The company has requested the ICSID to assess the Nigerian government’s conduct with regard to the agreement signed in 2011, which granted Eni and Shell exploration rights to OPL 245.
On 14 September 2019, Eni initiated the arbitration process against Nigeria in Washington at the International Centre for Settlement of Investment Disputes (ICSID), the World Bank organisation that judges international contract matters.
With the support of London-based law firm Three Crowns and Lagos-based firm Aluko & Oyebode, Eni has requested the ICSID to assess the Nigerian government’s conduct with regard to the agreement signed in 2011, which granted Eni and Shell exploration rights to OPL 245.
Although the Nigerian government has not revoked Eni and Shell’s oil exploration licence, it has yet to convert it into an extraction licence (Oil Mining Lease OML), therefore blocking production in the oilfield since 2011.
The investments made by the two companies to date for exploration amount to $2.5 billion.

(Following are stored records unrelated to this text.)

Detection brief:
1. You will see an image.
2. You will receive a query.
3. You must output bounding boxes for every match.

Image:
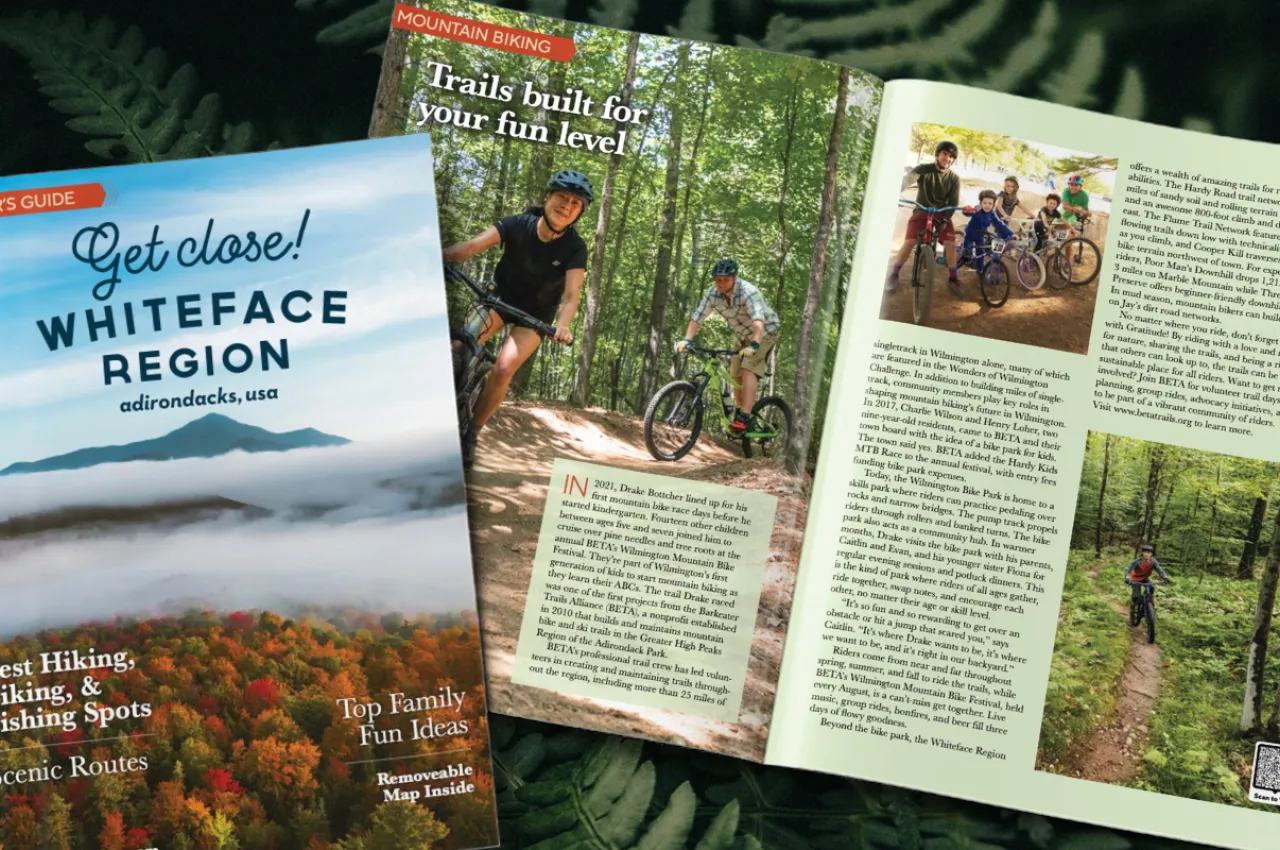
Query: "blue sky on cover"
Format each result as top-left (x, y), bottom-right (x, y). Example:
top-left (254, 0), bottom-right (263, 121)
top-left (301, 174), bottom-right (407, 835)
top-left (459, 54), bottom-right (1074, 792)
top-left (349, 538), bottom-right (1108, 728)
top-left (0, 134), bottom-right (454, 469)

OPL 245 expired in May 2021. The delay in starting production is thus depriving Nigeria of a considerable source of income. But if OPL 245 is not converted into an OML, $2.5 billion in investments already made by Eni and Shell to win the exploratory licence and carry out research will have been for nothing. The request for arbitration is intended to avoid this waste of resources and missed opportunity.